Entre spéculation scientifique et pseudoscience

Inutile de dire qu'on atteint là le sommet de la spéculation scientifique, où le risque de se perdre dans des considérations métaphysiques non scientifiques est élevé. On sait d'ailleurs que plusieurs scientifiques de haut niveau, tels que John Hagelin et le prix Nobel Brian Josephson, ne professent plus que de la pseudoscience en tentant d'aborder le problème des bases physiques de la conscience.

Bien que très critique vis-à-vis des hypothèses de Hameroff et Penrose, la communauté scientifique ne considère pas pour le moment que ces deux chercheurs ont franchi la ligne rouge. On a plutôt l'impression que ce qu'ils proposent est du même niveau que les réflexions de Schrödinger dans son célèbre ouvrage Qu'est-ce que la Vie ? publié en 1944, des réflexions qui ont orienté les pionniers de la biologie moléculaire vers la découverte de l'ADN, mais l'ont aussi anticipée.

Indications de cohérence quantique dans les microtubules

Penrose et Hameroff viennent de publier l'année dernière un article dans Physics of Life Reviews faisant le point sur leur théorie de l'origine de la conscience. La revue contient plusieurs articles commentant et critiquant leur théorie ainsi que leurs réponses. On est quand même assez déçu de voir que parmi ces articles, il s'en trouve un de Deepak Chopra, un célèbre médecin états-unien d'origine indienne dont les théories sont plus que fumeuses. Mais ce qui frappe le plus, c'est que Penrose et Hameroff affirment maintenant qu'il y a des signes de l'existence d'un état de cohérence quantique dans les microtubules. Ils se basent pour cela sur les travaux d'un chercheur indien, Anirban Bandyopadhyay, du National Institute for Materials Science à Tsukuba, au Japon, qui étudie les microtubules avec ses collègues depuis quelques années.

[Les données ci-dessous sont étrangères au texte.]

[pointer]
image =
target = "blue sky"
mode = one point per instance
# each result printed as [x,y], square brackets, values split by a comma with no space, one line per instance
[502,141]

On reste perplexe devant les articles de Penrose et Hamroff, car il faudrait disposer de solides connaissances en physique quantique, en neurobiologie et en physique du solide pour évaluer véritablement ce qui est crédible et ce qui ne l'est pas dans les constructions théoriques qu'ils avancent. On ne sait pas trop si l'on assiste aux premiers balbutiements sérieux d'un changement de paradigme scientifique comparable à ce qui s'est produit en biologie pendant les années 1940, ou s'il s'agit d'une des nombreuses tentatives avortées et peu crédibles de brillants chercheurs tentant de percer les mystères des rapports entre l'esprit et la matière. Ce qui est sûr, c'est que Penrose et Hamroff sont sur des routes déjà explorées par Schrödinger, Pauli, Wigner et Linde en physique, et par Alfred Whitehead et Karl Popper en philosophie. En tout état de cause, il reste du pain sur la planche, et l'on peut espérer que le Human Brain Project ainsi que les travaux sur les ordinateurs quantiques nous aideront à y voir un peu plus clair dans les décennies qui viennent.

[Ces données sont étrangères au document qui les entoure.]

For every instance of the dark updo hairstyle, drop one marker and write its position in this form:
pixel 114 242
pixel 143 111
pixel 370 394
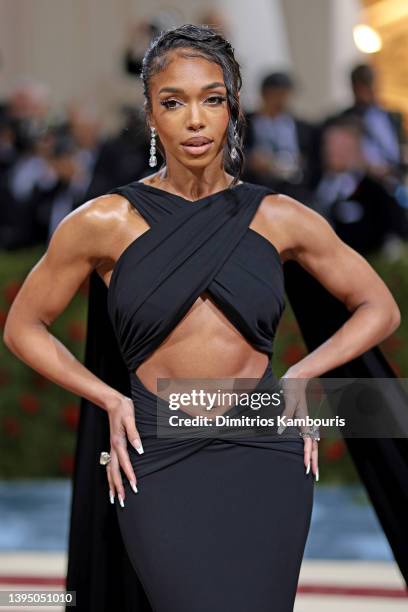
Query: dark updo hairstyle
pixel 202 41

Les spéculations de Penrose et Hameroff restent stimulantes, mais on en est toujours au stade des hypothèses de travail que l'on doit encore développer et tester expérimentalement, ce que ne semblent pas nier les deux hommes. Pour le moment, ces scientifiques ressemblent à des funambules qui cherchent à ne pas tomber dans la mystique quantique pseudoscientifique New Age ou dans un positivisme frileux refusant d'explorer de nouvelles voies périlleuses dans un territoire inconnu, celui de la physique de l'esprit.